王大方
(中国人民大学,北京 100872)
从回指解析视角探析语篇实体突显性的有效评估
王大方
(中国人民大学,北京 100872)
回指研究领域的一个普遍共识是处于受话者注意力中心、突显性最高的语篇实体在语篇中再次出现时更倾向于被缩略形式所替代(多数情况为代词)。
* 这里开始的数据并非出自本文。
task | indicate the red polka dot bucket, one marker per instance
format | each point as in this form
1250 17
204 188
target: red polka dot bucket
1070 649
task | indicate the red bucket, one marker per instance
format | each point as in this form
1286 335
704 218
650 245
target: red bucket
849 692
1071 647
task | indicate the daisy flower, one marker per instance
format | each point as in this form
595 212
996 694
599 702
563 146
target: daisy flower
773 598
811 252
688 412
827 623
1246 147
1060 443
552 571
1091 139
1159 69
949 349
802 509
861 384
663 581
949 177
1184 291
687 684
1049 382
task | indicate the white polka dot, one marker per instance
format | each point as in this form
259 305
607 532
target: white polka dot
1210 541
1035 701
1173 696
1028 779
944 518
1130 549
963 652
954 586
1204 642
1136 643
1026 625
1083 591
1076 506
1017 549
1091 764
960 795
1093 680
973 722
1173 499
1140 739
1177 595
因此,在回指解析中的一个关键问题是:哪些因素影响语篇实体的突显性并帮助受话人对其进行有效评估?本文借助丰富的语例探究指称距离、信息状态、视角效果、指称形式和平行效应这5个因素对语篇实体突显性的影响,并借助一定数量的英文语料对解析效度进行检验。
回指解析;突显性;指称距离;平行效应
回指解析指为自然语篇中出现的回指语(主要是第三人称代词)检索出它所指代的先行语(主要是名词性表达式)的过程。很多学者发现突显性较高的语篇实体在语篇中再次出现时更倾向于被缩略形式(如代词)替代(Givón 1983, Ariel 1990, Gundel et al. 1993)。因此,如果从回指解析的视角出发,是否能够较为准确地评估不同语篇实体的突显性成为解析成功的关键。考虑到自然语言在机器处理方面的可操作性,本文将借助语例从指称距离、信息状态、视角效果、指称形式和平行效应这5个维度对语篇实体突显性以及它们在回指解析中的作用加以检验。
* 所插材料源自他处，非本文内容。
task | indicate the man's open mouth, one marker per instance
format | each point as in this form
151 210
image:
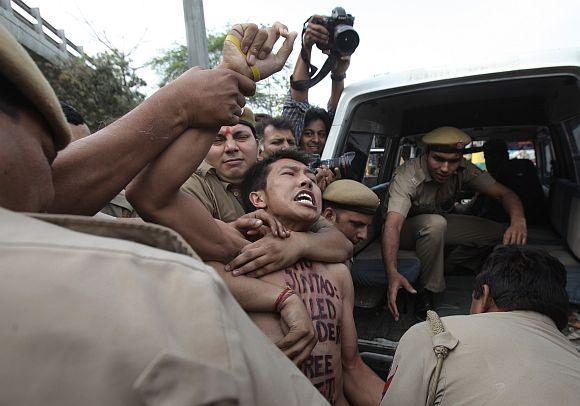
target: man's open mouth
233 161
306 197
突显性来自认知心理学对“图形—背景”的分析。继Talmy (1975) 率先将其引入认知语言学之后,Langacker (1987)突破性地将“突显”(salience) 视为“识解”(const-rual)的重要组成部分,而Chiarcos等(2011)则进一步将人类认知的“突显方式”扩大到语篇分析层面,拓宽其应用范围。在指代消解的过程中,有些学者关注指称词语的语篇功能并以此作为解析的依据(Fox 1987, Cristea et al. 2000, 许金龙 2004),有些学者则更关注指称对象在记忆中的激活程度和认知地位在指代消解过程中的作用(Ariel 1990, Chafe 1994, Gundel et al. 1993, Kibrik 1999, Almor 2004)。计算语言学为回指解析提供重要理论依据的中心理论以指称语在语句中担当的句法成分为标准,将突显性由高至低排列为:主语>>直接宾语>>间接宾语>>修饰语 (Grosz et al. 1983, 1995)。这种评估方法虽然便于计算机对自然语言的处理,但是略显粗糙,在一定程度上影响解析的准确度。鉴于读者在获取新信息的同时须要不断修正之前的预设和推理,本文将语篇信息处理视为一个读者注意力状态不断更新变化的动态过程,从指称距离、信息状态、视角效果、指称形式和平行效应这5个维度对不同语篇实体的突显性进行更为全面和细致的评估,从而有效地识别当前的注意力中心,对语篇内的指称衔接做出正确解读。
2.1 指称距离:线性距离与修辞距离
指称距离是判断语篇中潜在先行语突显性的一个重要指标。现有的回指解析方案对指称距离的计算有两种:一种是线性向前追溯一句或多句来寻找和代词相匹配的名词短语 (Lappin, Leass 1994; Ge et al. 1998; Beaver 2004),另一种是借助语篇层级性的修辞结构来确定搜寻范围(Fox 1987, Cristea et al. 2000)。McEnery(1997)等学者借助UCREL回指树库的语料发现,85.64%的回指语可以在3个语句的范围内找到其先行语,94.91%的回指语可以在5个语句内得到正确解析。虽然线性解析模式因简单易行而在代词自动化解读领域更为普遍,但是层级性的解析模式更符合语篇中信息的组织方式,因而在解析准确度上更胜一筹。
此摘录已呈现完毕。